He thought, all things considered, there was no need to mention Betty Modeyne.
CHAPTER XXIII
Wherein the Major fights a Brilliant Rearguard Action; and Beats off a Pressing Attack
It was the hour of social calls.
The suburban world was a-rustle in its best clothes, sallying forth in carriage and on foot to play at being in the whirl of fashion; Major Modeyne stood in drunken dignity on the whitewashed steps of the house, his coat turned outside in, his shirt hanging out before and behind, and flouted by street-boys. And the whole stucco front blushed with shame.
Even the titter in the areas, where kitchen-maids peeped through the railings at the rare comedy, was not without some sense of adverse criticism.

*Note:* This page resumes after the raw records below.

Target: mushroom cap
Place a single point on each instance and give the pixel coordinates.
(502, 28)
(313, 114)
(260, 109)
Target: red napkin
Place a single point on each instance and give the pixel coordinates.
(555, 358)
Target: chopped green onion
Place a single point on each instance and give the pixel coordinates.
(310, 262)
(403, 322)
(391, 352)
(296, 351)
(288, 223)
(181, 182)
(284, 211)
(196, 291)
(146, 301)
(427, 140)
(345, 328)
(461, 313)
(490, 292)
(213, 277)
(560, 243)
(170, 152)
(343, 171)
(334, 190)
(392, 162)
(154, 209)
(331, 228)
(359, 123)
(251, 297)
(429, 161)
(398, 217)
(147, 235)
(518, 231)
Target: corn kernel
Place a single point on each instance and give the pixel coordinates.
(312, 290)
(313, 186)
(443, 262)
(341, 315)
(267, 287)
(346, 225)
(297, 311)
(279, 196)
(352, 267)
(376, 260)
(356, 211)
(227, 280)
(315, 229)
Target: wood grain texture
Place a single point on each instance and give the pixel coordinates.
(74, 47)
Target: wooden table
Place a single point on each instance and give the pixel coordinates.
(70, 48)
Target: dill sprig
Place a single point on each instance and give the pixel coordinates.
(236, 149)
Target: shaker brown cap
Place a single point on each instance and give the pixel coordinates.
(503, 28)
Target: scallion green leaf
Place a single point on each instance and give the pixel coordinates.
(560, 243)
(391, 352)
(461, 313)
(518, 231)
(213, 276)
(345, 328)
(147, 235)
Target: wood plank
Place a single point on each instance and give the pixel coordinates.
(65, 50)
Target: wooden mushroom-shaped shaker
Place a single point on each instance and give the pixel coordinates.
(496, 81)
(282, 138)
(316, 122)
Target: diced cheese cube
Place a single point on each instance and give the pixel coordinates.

His “friends” in the city had thought the joke a killingly funny one; indeed, when, at the door of The Cock and Bull in Fleet Street, the Major had thanked them for the honour of their friendship, and, with a rending hiccup, had started amidst street urchins on his solemn homeward procession in this guise early in the afternoon, they had clung to each other and had wept with laughter, hysteric at the splendour of their humour. Nay, it provoked a mighty thirst and much recounting of whimsical details in drinking shops for a long day. The story grew.... But now that he was arrived in his own street, the pestering swarm of street-urchins that buzzed at the Major’s straying heels feared the joke was cracked—yet they were loath to give up the tattered shreds of it whilst there was a guffaw left to them. The point of honour during the journey had been to get in under the play of the Major’s cane, and pluck a strip off his shirt-tails; it had been a running fight as long as he tramped the streets, the victory now with the boys, now with the Major’s lunge of cane; but the gallant officer stood at last before his stronghold, and his back was to it. A bloody nose or so amongst the boys showed that the old soldier had not wholly lost the cunning of a heavy hand.
Yet he was vaguely troubled where he stood. He questioned his ability to mount the steps unaided—and mount them he must before he could achieve the ringing of the bell; he feared also that it would involve the turning of his back upon the enemy. With masterly coolness of judgment, he decided to wait until somebody came to the house, and then to conduct his retreat, under cover of their entry, to the citadel.